Vendredi, Bar a adressé une lettre à la Haute Cour, dans laquelle il affirme que Netanyahu lui avait demandé à plusieurs reprises d’informer les magistrats en charge de son procès pour corruption qu’il ne devait pas être autorisé à témoigner régulièrement devant le tribunal pour des raisons de sécurité.
Bar a indiqué dans sa lettre que c’était son refus d’accéder à la demande de Netanyahu qui avait été à l’origine de la rupture de confiance entre les deux hommes.
La menace de Levin de refuser de travailler avec Bar n’est pas le premier ultimatum de ce type lancé par le ministre de la Justice, connu pour son attitude belliqueuse.
En janvier, après la nomination d’Amit à la tête de la Cour suprême, Levin avait qualifié le processus de sélection de « fondamentalement illégitime », avait déclaré qu’il ne le reconnaissait pas comme président de la Cour et affirmé qu’il ne travaillerait pas avec lui sur les affaires essentielles de la justice.
Passant de Bar à une autre personnalité que Levin et d’autres membres du gouvernement considèrent comme faisant obstacle à leur programme de droite, Levin a déclaré au micro de la Quatorzième chaîne qu’il pensait que la destitution de la procureure générale Gali Baharav-Miara serait un « processus difficile », mais qu’il serait finalement couronné de succès.

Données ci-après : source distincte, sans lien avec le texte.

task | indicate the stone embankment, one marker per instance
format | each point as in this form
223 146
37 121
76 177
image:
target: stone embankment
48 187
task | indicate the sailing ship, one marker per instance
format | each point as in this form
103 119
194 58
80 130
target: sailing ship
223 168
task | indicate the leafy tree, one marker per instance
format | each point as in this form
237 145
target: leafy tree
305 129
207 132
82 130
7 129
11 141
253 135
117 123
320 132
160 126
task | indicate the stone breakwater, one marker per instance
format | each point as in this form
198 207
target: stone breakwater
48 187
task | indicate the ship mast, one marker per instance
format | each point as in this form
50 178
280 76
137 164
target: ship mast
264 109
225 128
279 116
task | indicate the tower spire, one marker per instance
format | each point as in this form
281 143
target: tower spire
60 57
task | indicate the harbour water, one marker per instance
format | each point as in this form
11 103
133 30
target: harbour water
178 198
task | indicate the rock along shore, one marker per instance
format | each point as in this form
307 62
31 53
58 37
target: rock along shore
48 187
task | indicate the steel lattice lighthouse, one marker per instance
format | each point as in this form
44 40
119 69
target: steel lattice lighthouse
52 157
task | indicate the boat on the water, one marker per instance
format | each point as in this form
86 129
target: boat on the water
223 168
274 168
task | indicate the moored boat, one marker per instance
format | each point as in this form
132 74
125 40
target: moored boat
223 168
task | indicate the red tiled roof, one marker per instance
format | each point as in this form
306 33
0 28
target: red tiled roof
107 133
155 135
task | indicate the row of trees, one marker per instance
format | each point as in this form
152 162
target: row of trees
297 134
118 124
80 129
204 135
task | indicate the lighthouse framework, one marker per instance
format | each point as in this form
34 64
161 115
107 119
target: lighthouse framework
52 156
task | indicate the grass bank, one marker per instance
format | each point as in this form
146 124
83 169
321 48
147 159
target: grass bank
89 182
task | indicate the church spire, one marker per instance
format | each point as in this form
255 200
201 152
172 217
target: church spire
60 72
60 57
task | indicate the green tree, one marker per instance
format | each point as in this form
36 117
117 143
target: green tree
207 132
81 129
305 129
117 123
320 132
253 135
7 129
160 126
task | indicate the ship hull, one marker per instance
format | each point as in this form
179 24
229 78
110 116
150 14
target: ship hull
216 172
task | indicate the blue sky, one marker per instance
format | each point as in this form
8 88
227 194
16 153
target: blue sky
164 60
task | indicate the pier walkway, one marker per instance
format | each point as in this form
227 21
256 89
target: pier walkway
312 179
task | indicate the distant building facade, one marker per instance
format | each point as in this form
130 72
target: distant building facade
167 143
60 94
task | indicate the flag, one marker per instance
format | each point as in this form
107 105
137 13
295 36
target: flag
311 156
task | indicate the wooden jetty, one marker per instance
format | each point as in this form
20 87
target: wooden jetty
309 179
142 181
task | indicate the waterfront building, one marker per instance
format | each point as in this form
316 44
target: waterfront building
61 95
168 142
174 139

Levin est le fer de lance du processus visant à évincer Baharav-Miara de son poste en raison de ce qu’il a qualifié de « conduite inappropriée » et de « divergences d’opinion substantielles et prolongées » entre elle et le gouvernement, ce qui, selon lui, empêche une coopération efficace.
Le mois dernier, le cabinet a voté à l’unanimité en faveur d’une motion de censure à son encontre, déclenchant ainsi une procédure de révocation officielle qui nécessite l’avis d’un groupe d’experts qui n’a pas encore été entièrement constitué.
« Je pense que la procureure générale finira par être renvoyée, mais le processus est difficile et long », a déclaré Levin.
Il a reconnu que, comme pour Bar, la tentative d’éviction de Baharav-Miara serait certainement contestée devant la Haute Cour.
« Il se peut que [la destitution] soit annulée une fois, puis à nouveau, mais si nous sommes déterminés, nous réussirons », a-t-il assuré.